The fossil, discovered in Liaoning Province in China and named Ambopteryx longibrachium, is actually notable for the fact that it seems to be an altogether different experiment in flight than the one that led to birds today. Instead of the feathery wings that give birds lift, this dinosaur, dated to 163 million years ago, had a wing structure that looked much more like a bat’s.
Like birds, bats rely on elongated forearm and finger bones to support their wings. Bats, however, use a thin, fleshy membrane called a patagium to provide lift, in place of feathers. This adaptation has served bats well for millions of years, but it appears that their unique take on flight wasn’t necessarily new.
A. longibrachium, as well another related dinosaur, Yi qi, have arm bones that look quite similar to those of a bats, and their fossils show evidence for a patagium-like membrane. Additionally, both species had a special wrist bone, called a styliform element, that pointed backwards from the wrist and helped to support the wing membrane.

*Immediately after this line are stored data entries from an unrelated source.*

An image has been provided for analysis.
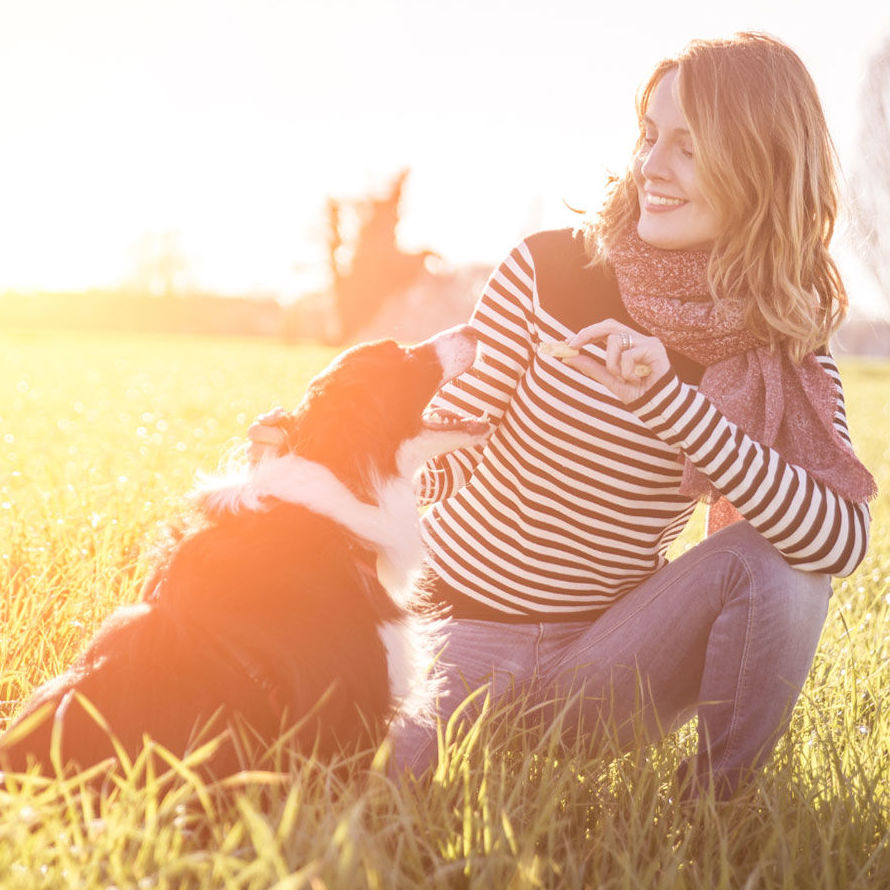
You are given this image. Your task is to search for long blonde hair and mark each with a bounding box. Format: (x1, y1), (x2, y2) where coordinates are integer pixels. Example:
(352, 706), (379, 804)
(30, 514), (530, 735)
(584, 32), (847, 360)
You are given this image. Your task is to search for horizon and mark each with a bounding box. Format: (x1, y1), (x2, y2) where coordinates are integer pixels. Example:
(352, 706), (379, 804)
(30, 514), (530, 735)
(3, 0), (889, 317)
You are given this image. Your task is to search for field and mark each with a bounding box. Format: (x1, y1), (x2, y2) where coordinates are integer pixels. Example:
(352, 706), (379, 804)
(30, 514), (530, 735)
(1, 330), (888, 889)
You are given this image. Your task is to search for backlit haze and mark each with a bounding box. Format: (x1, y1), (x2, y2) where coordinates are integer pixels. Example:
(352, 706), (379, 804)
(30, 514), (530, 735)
(2, 0), (888, 314)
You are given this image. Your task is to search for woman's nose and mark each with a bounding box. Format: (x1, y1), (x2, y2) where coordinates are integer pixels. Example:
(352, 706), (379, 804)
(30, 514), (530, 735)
(639, 141), (670, 181)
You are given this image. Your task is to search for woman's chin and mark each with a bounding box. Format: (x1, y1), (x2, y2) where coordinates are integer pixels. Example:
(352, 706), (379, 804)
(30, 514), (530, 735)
(636, 217), (715, 252)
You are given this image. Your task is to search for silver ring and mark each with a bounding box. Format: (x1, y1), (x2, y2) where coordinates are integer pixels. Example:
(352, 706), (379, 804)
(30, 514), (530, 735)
(620, 333), (633, 351)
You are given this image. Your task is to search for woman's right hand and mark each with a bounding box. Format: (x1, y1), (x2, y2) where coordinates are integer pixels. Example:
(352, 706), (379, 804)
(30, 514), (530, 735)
(246, 406), (289, 463)
(565, 319), (672, 403)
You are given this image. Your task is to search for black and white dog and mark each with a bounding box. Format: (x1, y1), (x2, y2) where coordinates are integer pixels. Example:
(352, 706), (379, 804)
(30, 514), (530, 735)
(0, 325), (488, 778)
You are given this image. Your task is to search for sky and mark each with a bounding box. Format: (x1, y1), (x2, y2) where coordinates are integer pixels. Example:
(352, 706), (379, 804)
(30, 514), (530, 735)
(2, 0), (889, 313)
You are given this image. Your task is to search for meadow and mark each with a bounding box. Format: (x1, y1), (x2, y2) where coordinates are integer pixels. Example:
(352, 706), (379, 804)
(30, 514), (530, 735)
(1, 330), (888, 889)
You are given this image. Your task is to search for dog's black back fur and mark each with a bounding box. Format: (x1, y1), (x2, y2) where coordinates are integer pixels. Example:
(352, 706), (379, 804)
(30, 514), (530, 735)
(1, 505), (394, 776)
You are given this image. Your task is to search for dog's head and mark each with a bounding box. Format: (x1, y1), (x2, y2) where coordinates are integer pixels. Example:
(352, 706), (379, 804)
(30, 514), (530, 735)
(279, 324), (489, 498)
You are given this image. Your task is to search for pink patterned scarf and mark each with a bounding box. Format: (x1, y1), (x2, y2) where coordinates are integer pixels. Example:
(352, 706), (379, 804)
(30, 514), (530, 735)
(609, 228), (876, 504)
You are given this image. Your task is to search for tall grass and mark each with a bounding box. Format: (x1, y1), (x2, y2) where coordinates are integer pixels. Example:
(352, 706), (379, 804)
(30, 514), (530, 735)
(1, 331), (888, 889)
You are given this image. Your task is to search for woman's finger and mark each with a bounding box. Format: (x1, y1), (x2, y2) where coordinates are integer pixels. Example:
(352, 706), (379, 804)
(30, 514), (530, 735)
(570, 319), (634, 349)
(255, 406), (287, 425)
(605, 332), (628, 377)
(564, 353), (642, 402)
(248, 422), (286, 445)
(246, 419), (288, 464)
(563, 353), (611, 386)
(621, 344), (640, 381)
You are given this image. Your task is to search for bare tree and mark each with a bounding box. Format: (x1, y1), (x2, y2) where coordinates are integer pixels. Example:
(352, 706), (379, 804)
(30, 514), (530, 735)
(852, 34), (890, 308)
(128, 230), (190, 298)
(325, 170), (432, 342)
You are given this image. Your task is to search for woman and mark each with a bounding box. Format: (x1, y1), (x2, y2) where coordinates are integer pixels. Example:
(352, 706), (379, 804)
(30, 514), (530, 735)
(254, 33), (875, 799)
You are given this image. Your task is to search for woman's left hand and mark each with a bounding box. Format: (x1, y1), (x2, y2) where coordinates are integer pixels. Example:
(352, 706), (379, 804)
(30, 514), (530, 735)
(563, 319), (672, 403)
(246, 406), (289, 463)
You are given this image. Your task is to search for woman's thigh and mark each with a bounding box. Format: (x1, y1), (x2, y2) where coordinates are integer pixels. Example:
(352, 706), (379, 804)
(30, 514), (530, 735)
(536, 522), (832, 748)
(391, 522), (831, 774)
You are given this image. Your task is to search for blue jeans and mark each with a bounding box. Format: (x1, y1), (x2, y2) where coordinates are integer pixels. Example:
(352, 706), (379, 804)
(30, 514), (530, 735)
(390, 522), (832, 798)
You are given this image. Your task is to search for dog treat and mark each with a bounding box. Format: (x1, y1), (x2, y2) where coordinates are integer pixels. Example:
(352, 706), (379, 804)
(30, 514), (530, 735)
(538, 340), (580, 358)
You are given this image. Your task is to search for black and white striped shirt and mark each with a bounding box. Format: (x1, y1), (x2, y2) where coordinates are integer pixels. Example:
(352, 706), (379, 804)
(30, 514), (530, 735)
(418, 229), (870, 621)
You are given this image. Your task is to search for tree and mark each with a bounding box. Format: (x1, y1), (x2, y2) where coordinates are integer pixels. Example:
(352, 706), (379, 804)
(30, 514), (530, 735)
(852, 34), (890, 309)
(128, 230), (190, 298)
(326, 170), (432, 342)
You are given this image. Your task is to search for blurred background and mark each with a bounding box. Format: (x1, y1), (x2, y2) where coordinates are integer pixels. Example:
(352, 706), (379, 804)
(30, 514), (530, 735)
(2, 0), (889, 351)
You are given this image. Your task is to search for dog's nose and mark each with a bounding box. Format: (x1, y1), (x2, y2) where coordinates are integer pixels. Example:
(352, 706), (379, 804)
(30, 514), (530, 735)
(418, 324), (479, 361)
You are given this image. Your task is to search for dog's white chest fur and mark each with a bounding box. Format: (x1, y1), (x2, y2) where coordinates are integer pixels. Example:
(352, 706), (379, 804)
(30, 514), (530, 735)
(198, 456), (423, 603)
(196, 455), (433, 716)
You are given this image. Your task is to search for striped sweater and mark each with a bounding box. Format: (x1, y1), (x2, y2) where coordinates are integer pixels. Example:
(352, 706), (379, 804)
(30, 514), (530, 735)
(418, 229), (870, 621)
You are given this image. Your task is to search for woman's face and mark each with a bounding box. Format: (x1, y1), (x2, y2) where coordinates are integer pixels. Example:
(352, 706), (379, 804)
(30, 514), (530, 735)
(633, 69), (721, 251)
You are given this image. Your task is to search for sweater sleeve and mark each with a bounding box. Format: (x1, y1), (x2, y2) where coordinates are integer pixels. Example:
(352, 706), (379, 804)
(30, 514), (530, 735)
(417, 241), (537, 503)
(628, 355), (871, 577)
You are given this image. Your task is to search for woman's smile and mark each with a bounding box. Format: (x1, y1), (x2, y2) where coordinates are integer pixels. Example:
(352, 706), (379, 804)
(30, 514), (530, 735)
(641, 191), (688, 210)
(633, 68), (721, 251)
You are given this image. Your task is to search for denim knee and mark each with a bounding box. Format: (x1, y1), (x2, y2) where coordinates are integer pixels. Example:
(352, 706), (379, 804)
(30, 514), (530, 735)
(706, 521), (833, 613)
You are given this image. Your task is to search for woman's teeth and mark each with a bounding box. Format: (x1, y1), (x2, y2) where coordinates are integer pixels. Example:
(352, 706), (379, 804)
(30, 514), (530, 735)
(647, 194), (685, 207)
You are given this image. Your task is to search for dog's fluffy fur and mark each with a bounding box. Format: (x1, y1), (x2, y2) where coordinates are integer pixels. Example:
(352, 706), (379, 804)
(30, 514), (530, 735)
(0, 325), (488, 778)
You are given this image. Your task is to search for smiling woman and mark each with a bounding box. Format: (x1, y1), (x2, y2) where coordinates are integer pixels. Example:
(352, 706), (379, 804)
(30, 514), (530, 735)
(589, 33), (847, 362)
(375, 31), (878, 804)
(634, 70), (721, 252)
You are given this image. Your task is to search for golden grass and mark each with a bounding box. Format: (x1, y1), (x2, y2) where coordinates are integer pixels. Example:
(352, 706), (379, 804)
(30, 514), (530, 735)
(1, 331), (888, 889)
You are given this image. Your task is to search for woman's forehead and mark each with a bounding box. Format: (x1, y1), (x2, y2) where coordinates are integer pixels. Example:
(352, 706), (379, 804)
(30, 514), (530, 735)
(643, 70), (690, 133)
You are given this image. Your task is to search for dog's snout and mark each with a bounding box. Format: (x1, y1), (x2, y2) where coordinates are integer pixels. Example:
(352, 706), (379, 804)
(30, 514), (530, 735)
(424, 324), (480, 383)
(455, 324), (477, 344)
(424, 323), (476, 348)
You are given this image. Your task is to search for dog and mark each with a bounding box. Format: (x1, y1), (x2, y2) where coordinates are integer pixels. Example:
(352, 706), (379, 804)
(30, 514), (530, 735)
(0, 325), (488, 779)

Both species are part of the scansoriopterygids, a family of small, feathered theropod dinosaurs that likely lived in the trees. The styliform element and patagium were unique adaptations among theropods, they say, shared only with Y. qi, and probably allowed the dinosaurs to glide from trees like flying squirrels.
Dinos in the Sky
Theropod dinosaurs, the large group that includes the scansoriopterygids as well as more notable species like Tyrannosaurus rex, also include the lineage that would one day become birds. Those avian dinosaurs evolved the ability to fly entirely separately, however. With this latest find, it’s likely that theropod dinosaurs found the path to flight on two separate occasions.
Another group of ancient fliers, the pterosaurs, had a similar wing structure, but that group of reptiles diverged long before A. longibrachium appeared, and aren’t even considered dinosaurs. This means that these kinds of bat-like wings evolved in A. longibrachium entirely on their own, an altogether separate experiment in flight.
The fossil also gives some indication of what A. longibrachium ate. Gastroliths, stones that helped grind food into digestible bits, were found along with the fossil, as well as what appear to be bones in the dinosaur’s stomach. The theropods were likely omnivores, the researchers say.